Visitors who waited out the delay were rewarded. A Balloon Fiesta spokesman said that around 175 balloons filled a cloudy sky in the small window after the wind and before the rain. Families and friends posed for pictures in front of inflating balloons, huddled around baskets, enjoying warmth from the burners.
“There’s just a sense of wonder,” Samantha Specht said, watching balloons inflate and take flight. “I feel like a little kid.”
Specht and Mario Garcia, who recently moved to Española from Hawaii, arrived early and were impressed with how hands-on the fiesta is. Specht said she was amazed by the variety of nationalities represented and that pilots were so accessible and willing to chat with attendees.
“It’s such a cool interaction,” she said.
But rain clouds soon appeared over Downtown, and inflated balloons slowly came down. Crews rolled them up and stuffed them into giant bags.
Those clouds made their way to the park, dumping about a tenth of an inch within an hour, according to National Weather Service meteorologist Randall Hergert.
“It kind of drenched on everyone’s plans this morning,” Hergert said.
As guests hustled to their cars, an announcer called Saturday a “weather unusual day.”
“Into every life, rain must fall,” he said.
Cindy Charles, who drove from a Denver suburb to attend this year’s event, sat in the rain at a picnic table with her 4-year-old son watching videos on her phone and waiting for the shuttle line to die down.
“We’re outdoorsy,” she said, adding that they’d come dressed in plenty of layers. “This is not that big of a deal.”
Charles said Saturday’s fiesta lived up to the hype and they’d likely come back. Even the shortened version of the event was an impressive sight.
“Maybe we’ll come back a different year and try again,” she said, “because it is amazing.”

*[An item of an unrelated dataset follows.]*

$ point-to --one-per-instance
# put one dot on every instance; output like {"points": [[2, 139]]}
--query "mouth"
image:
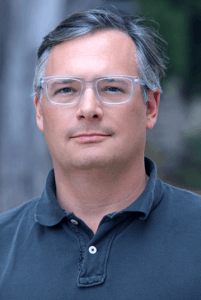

As Charles and her family joined the shuttle line, announcements warned guests to seek shelter because the park was under a weather warning for lightning. Some waited out the storm in crowded vendor tents, while others scurried toward the exits.
Today’s forecast shows similar weather: a 40 percent chance of rain, likely accompanied by slightly stronger winds, Hergert said.